Roberto Cagnazzo, braidese, ha partecipato insieme ad altri attivisti italiani del Mean, Movimento europeo di azione nonviolenta, alla missione Adesso, Odesa, svolta dal 25 al 28 agosto a Odessa, in Ucraina. L’iniziativa si è svolta in una città segnata dalla guerra e ha avuto tra i suoi momenti pubblici un flash mob con bandiere della pace.
Sui vessilli compariva il messaggio We are all Ukrainians, we are all Europeans, ovvero Siamo tutti ucraini, siamo tutti europei. La presenza degli attivisti italiani a Odessa si è inserita nel quadro delle attività del Mean, con l’obiettivo dichiarato attraverso il nome stesso della missione di portare attenzione alla situazione del Paese e alla necessità di un’azione nonviolenta.
Una città al centro della storia
Odessa non è un luogo qualunque nel rapporto tra Russia, Ucraina ed Europa.
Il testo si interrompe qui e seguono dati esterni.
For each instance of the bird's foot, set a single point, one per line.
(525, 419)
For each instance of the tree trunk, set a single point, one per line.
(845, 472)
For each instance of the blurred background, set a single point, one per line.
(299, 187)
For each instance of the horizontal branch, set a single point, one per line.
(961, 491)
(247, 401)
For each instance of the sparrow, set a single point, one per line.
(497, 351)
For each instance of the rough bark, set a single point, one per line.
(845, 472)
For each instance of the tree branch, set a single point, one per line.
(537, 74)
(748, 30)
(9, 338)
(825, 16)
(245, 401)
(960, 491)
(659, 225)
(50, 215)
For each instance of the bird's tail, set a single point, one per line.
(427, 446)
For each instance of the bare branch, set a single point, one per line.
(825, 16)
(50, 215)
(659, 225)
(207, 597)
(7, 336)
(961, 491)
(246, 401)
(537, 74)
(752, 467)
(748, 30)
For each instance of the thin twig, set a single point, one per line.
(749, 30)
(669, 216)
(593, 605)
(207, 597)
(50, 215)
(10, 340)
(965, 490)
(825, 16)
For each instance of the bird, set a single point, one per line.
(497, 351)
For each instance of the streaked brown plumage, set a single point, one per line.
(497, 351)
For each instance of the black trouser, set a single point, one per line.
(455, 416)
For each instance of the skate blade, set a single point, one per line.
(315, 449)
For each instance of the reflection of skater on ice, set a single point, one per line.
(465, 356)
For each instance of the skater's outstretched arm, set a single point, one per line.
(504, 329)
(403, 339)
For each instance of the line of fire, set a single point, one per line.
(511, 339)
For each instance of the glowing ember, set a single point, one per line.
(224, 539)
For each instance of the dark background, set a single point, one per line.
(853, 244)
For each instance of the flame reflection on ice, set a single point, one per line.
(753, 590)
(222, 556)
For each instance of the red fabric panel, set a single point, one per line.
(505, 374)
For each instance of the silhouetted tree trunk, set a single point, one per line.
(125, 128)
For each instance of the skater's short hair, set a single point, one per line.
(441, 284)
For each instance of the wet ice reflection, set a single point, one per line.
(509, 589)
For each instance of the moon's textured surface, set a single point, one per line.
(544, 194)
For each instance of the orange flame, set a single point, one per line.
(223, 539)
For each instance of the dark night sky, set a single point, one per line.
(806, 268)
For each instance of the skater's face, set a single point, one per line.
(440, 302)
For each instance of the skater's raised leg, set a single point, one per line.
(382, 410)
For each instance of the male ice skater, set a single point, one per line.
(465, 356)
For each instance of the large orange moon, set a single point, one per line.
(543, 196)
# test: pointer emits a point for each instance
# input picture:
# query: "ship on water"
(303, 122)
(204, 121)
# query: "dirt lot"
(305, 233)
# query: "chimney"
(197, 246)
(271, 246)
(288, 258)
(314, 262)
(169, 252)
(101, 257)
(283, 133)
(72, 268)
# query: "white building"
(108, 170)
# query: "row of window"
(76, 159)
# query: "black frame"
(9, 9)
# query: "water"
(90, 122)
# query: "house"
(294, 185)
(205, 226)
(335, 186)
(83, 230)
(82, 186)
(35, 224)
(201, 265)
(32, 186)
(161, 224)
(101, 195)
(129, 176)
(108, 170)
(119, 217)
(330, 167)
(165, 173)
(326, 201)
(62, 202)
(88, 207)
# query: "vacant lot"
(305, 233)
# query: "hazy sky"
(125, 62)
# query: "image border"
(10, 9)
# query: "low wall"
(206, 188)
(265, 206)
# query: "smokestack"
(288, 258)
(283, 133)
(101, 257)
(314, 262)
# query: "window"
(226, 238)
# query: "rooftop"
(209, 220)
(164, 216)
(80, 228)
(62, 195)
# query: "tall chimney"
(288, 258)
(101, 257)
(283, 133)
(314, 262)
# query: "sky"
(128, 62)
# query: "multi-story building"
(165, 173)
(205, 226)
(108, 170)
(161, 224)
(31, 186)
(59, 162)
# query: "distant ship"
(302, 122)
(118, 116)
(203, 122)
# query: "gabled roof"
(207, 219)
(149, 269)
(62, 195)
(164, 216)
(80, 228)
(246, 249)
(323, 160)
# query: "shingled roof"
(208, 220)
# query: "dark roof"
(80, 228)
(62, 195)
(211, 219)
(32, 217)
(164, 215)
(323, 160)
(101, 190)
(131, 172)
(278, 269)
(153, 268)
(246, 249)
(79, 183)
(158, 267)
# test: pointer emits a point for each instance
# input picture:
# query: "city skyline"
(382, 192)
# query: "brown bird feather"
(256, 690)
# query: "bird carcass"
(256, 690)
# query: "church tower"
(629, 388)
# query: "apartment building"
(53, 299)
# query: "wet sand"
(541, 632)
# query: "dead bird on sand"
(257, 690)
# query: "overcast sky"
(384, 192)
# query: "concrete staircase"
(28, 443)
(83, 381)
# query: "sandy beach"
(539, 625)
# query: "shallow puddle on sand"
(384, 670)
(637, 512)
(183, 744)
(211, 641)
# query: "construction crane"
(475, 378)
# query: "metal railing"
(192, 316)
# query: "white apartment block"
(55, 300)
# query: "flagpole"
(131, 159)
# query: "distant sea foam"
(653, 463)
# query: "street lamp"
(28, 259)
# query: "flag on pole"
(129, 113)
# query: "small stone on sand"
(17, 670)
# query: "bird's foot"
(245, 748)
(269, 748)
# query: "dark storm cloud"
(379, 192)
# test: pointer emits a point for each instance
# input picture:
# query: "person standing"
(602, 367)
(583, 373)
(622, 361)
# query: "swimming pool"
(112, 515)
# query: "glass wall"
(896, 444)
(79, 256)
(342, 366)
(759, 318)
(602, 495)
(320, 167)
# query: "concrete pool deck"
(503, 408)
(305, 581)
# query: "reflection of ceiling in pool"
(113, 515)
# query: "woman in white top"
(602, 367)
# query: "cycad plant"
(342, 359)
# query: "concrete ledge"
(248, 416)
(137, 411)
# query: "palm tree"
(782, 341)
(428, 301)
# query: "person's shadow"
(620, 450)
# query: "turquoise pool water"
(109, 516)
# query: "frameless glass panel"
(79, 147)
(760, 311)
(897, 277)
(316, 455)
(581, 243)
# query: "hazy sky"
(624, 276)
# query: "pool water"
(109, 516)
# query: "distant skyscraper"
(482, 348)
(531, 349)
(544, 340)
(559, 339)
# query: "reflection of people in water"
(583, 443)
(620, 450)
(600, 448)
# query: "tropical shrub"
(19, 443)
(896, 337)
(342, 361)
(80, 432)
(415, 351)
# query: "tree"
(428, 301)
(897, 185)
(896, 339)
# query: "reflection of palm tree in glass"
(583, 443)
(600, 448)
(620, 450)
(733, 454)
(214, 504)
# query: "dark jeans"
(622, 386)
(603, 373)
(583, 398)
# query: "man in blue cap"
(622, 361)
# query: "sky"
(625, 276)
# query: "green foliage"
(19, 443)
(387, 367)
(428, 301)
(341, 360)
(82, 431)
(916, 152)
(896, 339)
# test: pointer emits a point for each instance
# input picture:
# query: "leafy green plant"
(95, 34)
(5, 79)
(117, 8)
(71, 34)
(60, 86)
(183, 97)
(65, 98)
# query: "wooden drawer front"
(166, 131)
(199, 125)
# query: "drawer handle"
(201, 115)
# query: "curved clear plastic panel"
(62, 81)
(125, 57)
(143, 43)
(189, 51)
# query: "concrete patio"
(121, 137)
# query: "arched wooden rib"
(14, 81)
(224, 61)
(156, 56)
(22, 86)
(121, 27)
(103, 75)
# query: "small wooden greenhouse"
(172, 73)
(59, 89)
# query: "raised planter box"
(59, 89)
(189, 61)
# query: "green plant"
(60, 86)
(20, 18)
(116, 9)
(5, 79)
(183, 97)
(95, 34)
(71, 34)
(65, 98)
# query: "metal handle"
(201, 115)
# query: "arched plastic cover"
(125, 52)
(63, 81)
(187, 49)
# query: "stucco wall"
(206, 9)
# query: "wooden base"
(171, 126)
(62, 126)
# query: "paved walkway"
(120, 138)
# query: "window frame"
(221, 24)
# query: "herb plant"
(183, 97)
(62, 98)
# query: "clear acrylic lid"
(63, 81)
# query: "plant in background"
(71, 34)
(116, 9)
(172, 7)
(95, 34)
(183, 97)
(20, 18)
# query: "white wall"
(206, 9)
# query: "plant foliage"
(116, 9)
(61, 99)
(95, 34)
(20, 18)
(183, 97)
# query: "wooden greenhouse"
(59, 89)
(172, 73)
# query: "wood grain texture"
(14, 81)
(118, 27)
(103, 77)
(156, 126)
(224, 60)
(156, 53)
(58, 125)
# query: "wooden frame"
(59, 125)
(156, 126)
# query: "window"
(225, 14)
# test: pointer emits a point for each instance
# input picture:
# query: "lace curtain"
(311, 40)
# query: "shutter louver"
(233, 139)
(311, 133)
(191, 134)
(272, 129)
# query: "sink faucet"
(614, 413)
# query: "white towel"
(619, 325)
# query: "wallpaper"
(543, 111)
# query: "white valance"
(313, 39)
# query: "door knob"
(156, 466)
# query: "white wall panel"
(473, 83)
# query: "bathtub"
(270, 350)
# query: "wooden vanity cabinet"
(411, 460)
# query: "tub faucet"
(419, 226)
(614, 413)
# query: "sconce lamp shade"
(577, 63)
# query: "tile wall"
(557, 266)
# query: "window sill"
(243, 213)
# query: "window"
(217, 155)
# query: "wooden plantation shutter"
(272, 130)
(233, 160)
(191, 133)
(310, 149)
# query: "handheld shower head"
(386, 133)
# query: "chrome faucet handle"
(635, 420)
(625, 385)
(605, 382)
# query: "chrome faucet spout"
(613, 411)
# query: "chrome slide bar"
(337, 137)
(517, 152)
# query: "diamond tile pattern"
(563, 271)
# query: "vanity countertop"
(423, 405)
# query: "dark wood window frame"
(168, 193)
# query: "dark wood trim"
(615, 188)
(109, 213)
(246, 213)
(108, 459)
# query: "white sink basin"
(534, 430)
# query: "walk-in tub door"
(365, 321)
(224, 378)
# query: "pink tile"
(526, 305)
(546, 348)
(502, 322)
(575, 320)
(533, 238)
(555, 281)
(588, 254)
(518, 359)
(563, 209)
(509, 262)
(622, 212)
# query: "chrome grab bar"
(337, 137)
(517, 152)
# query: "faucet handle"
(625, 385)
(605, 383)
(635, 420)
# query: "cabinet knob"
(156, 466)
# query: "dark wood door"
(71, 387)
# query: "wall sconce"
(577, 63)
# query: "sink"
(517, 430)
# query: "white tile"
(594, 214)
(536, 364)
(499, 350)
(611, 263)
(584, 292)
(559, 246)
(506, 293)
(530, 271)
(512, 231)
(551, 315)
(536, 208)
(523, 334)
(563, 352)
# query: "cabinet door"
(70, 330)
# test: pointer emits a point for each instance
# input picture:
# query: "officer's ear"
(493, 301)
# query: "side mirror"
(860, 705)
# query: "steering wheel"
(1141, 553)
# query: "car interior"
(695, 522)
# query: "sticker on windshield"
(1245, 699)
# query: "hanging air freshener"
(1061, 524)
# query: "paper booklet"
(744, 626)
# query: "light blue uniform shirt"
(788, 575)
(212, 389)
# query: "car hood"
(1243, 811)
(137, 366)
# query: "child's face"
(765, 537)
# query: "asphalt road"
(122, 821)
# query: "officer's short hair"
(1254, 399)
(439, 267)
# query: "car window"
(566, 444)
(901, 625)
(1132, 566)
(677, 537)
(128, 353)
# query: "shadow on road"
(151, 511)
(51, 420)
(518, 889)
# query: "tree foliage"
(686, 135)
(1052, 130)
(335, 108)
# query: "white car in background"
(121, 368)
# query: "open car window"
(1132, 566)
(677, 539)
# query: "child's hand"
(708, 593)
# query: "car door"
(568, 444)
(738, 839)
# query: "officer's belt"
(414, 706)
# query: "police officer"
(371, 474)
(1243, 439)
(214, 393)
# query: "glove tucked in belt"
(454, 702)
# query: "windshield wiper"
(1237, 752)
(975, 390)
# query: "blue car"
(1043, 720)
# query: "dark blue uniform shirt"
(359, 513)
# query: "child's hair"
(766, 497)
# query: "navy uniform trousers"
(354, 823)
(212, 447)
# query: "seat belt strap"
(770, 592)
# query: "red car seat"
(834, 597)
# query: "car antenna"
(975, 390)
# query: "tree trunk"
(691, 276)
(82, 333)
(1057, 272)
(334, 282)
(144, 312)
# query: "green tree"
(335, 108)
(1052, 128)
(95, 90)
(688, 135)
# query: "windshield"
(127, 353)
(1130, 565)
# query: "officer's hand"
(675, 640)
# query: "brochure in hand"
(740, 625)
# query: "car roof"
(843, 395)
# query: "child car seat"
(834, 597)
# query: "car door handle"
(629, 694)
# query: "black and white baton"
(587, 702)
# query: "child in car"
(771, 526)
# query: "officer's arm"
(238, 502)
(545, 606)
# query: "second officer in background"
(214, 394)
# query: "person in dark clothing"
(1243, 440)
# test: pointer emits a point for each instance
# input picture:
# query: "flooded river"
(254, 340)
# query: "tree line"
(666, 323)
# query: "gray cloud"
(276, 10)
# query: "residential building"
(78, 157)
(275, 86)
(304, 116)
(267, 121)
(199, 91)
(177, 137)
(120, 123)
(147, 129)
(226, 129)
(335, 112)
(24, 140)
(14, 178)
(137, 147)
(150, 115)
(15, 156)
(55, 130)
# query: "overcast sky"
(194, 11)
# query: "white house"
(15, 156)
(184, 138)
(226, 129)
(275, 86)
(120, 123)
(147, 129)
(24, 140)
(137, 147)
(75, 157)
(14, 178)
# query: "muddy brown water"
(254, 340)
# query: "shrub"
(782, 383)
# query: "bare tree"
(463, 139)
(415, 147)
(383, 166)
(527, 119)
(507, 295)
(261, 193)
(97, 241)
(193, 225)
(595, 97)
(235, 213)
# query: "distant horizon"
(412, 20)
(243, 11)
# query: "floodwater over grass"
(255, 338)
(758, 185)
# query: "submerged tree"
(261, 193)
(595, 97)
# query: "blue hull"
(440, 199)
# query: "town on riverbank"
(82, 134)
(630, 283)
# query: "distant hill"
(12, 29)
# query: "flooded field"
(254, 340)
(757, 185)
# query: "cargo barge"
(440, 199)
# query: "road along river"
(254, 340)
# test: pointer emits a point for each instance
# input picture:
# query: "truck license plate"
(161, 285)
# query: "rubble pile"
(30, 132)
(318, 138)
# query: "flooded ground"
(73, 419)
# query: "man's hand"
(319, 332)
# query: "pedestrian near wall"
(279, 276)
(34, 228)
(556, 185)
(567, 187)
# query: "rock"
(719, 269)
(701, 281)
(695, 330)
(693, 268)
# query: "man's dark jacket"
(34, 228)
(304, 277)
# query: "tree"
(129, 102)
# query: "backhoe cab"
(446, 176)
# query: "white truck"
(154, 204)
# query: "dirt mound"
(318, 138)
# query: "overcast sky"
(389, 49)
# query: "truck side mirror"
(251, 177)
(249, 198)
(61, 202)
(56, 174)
La città si affaccia sul Mar Nero e, nel corso della sua storia, è stata un punto di incontro tra popoli, culture e commerci. Fu voluta dal principe Potemkin sulla terra dei tatari e fondata dall’ufficiale napoletano Giuseppe de Ribas. In seguito venne pianificata dal Duca di Richelieu, diventando un grande porto internazionale.
La sua posizione favorì lo sviluppo dei traffici di grano, cereali, mais e soia. Tra i prodotti legati alla sua economia c’è anche l’olio di girasole, di cui Odessa è ancora oggi indicata come uno dei maggiori esportatori al mondo. La città è stata inoltre un importante centro del mondo ebraico, con una storia urbana e sociale attraversata da scambi e contaminazioni.
Secondo una leggenda, il nome originario sarebbe stato Odesso, in riferimento al mitico Ulisse. La denominazione sarebbe poi stata declinata al femminile per volontà della zarina russa Caterina la Grande, fino a diventare Odessa. Il racconto delle origini si intreccia così con la lunga presenza russa e con la successiva identità ucraina della città.
Il legame culturale tra Russia e Ucraina
Odessa è anche legata a figure centrali della cultura dell’Europa orientale. Qui è nato Isaac Babel, autore che ha raccontato la Moldavanka, il quartiere ebraico e le vicende dei suoi abitanti, descrivendo un ambiente fatto di commercianti, lestofanti e criminali. Nella stessa città visse in esilio il poeta russo Aleksandr Puskin, che nelle sue strade scrisse uno dei suoi più celebri poemi in versi, l’Eugene Onegin.
La storia di Odessa conserva quindi un intreccio culturale difficile da separare in modo netto tra Russia e Ucraina. È dentro questa complessità che si è svolta la missione del Mean, con la partecipazione di Cagnazzo e degli altri italiani e con il flash mob dedicato alla pace e alla comune appartenenza europea.
Alla città è legata anche una pagina della tradizione musicale italiana. La leggenda vuole che Eduardo Di Capua abbia scritto O Sole mio proprio a Odessa, guardando un’alba sul Mar Nero. Un ulteriore elemento di quel legame tra la città ucraina, la cultura italiana e una storia europea fatta di viaggi, incontri e contaminazioni.